Par Nephthali Messanh Ledy, Lomé/

L’Initiative pour la Transparence dans les Industries Extractives (ITIE) vient de rendre public, son Rapport 2013 sur les redevances des industries extractives au Togo. Il indique un écart résiduel non concilié, s’élevant à 5.736.011.118 FCFA, soit 25,75% du total des recettes déclarées par l’Etat après ajustement.
Selon le rapport rendu public par le cabinet britannique Moore Stephens, les travaux de conciliation ont permis de concilier 99,7% des revenus déclarés par l’Etat sans tenir compte des déclarations unilatérales. L’écart résiduel non constaté s’élève à 5.736.011.118 FCFA, soit 25,75% du total des recettes déclarées par l’Etat après ajustement. Un écart qui dépasse largement le seuil de 1% pourtant retenu par le Comité de Pilotage ITIE.
En effet, du 1er janvier au 31 décembre 2013, les services de l’Etat déclarent avoir perçu 22.272.506.709 de F CFA, alors que le montant des déclarations de paiement faites par les sociétés elles-mêmes, est de 16.536.495.591 FCFA. Une différence qui s’expliquerait par le fait que plusieurs sociétés n’ont pas soumis des fiches de déclaration. En exemple, l’Etat déclare avoir perçu 4.503.582.865 F CFA de ENI, alors que le major italien ne s’est pas prononcé.
De même, on y voit des cas où les déclarations de paiement faites par les sociétés, dépassent celles que l‘Etat déclare avoir perçues. C’est le cas de la société SAD, spécialisée dans le dragage des lagunes, qui a déclaré avoir versé 64.208.964 F CFA, alors que l’Etat a déclaré avoir reçu 2.551.205. Soit une différence de 61.657.759 F CFA révélée par le Rapport du cabinet Moore Stephens.
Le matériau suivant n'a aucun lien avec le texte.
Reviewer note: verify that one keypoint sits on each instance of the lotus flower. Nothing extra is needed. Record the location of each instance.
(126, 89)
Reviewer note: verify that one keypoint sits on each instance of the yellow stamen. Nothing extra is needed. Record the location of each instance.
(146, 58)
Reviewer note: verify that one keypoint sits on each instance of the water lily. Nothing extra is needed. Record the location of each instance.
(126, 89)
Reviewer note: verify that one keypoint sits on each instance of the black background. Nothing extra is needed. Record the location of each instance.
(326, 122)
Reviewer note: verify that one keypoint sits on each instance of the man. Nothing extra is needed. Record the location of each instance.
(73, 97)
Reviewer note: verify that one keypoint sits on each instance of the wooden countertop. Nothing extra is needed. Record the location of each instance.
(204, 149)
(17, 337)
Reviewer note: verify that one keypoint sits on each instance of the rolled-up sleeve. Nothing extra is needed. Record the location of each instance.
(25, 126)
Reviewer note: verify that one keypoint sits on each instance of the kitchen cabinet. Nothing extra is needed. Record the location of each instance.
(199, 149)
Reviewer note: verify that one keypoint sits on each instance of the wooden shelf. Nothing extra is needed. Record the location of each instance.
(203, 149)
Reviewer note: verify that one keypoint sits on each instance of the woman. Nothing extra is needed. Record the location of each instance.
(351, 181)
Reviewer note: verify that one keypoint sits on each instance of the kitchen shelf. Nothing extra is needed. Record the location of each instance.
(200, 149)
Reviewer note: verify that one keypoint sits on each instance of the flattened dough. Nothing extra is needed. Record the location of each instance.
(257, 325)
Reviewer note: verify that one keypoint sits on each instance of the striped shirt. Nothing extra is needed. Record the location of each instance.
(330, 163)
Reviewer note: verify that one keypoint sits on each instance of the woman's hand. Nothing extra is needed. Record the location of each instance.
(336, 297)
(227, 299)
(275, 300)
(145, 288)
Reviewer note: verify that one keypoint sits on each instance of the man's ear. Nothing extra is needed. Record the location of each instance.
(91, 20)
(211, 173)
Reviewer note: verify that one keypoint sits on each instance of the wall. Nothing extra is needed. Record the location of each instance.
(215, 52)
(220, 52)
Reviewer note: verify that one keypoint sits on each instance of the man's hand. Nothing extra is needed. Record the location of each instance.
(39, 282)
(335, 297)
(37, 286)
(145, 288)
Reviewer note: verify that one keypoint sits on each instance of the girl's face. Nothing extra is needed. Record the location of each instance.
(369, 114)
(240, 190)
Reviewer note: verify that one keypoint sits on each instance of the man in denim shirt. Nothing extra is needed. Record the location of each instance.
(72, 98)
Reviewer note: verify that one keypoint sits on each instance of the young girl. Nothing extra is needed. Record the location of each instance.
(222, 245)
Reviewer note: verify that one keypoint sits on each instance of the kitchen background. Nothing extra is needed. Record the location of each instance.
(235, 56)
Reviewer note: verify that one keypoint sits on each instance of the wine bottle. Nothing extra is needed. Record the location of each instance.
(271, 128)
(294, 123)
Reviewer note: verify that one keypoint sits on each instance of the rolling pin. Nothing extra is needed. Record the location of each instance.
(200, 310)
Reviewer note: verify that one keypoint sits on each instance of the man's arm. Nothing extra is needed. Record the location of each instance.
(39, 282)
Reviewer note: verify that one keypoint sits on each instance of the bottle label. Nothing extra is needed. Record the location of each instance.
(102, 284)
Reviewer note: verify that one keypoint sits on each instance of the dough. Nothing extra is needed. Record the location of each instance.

L’historique Société Nationale des Phosphates du Togo (SNPT), ancien Offices Togolais des Phosphates (OTP), déclare avoir versé 9.941.518.995 FCFA contre 7.956.468.343 F CFA déclarés reçus par l’Etat. Une différence donc de 1.985.050.652 F CFA, à justifier.
Les revenus générés par le secteur s’élèvent à 22.407.644.959 FCFA pour l’année 2013, après conciliation. La contribution directe au budget de l’Etat, telle que reportée par les administrations publiques, se chiffre à 22.323.403.614 FCFA, soit 99,7% du total des revenus du secteur. « Cette contribution provient principalement du phosphate et du ciment. Ces revenus contribuent à hauteur de 59,53% du total des recettes issues du secteur extractif au Togo pour l’année 2013 », indique le Rapport.
A noter, les revenus tirés du secteur extractif sont passés de 15,75 milliards de F CFA en 2012, à 22,27 milliards de F CFA en 2013, soit une augmentation de 6,52 milliards de F CFA.
En 2013, le secteur extractif du Togo, représenterait 18,5 % des exportations totales du pays, 4,98 % des recettes de l’Etat, et 3,76 % du Produit Intérieur Brut (PIB). Le phosphate, le clinker et l’Or sont les principaux produits miniers exportés, et représentent respectivement 27% (24.246.041.381 de F CFA), 49% (43.450.000.000 de F CFA) et 24% (21.483.578.000 de F CFA) de l’ensemble des exportations du secteur.
Pour rappel, le Togo a adhéré à l’ITIE en 2010, et a obtenu le statut de pays conforme le 22 mai 2013.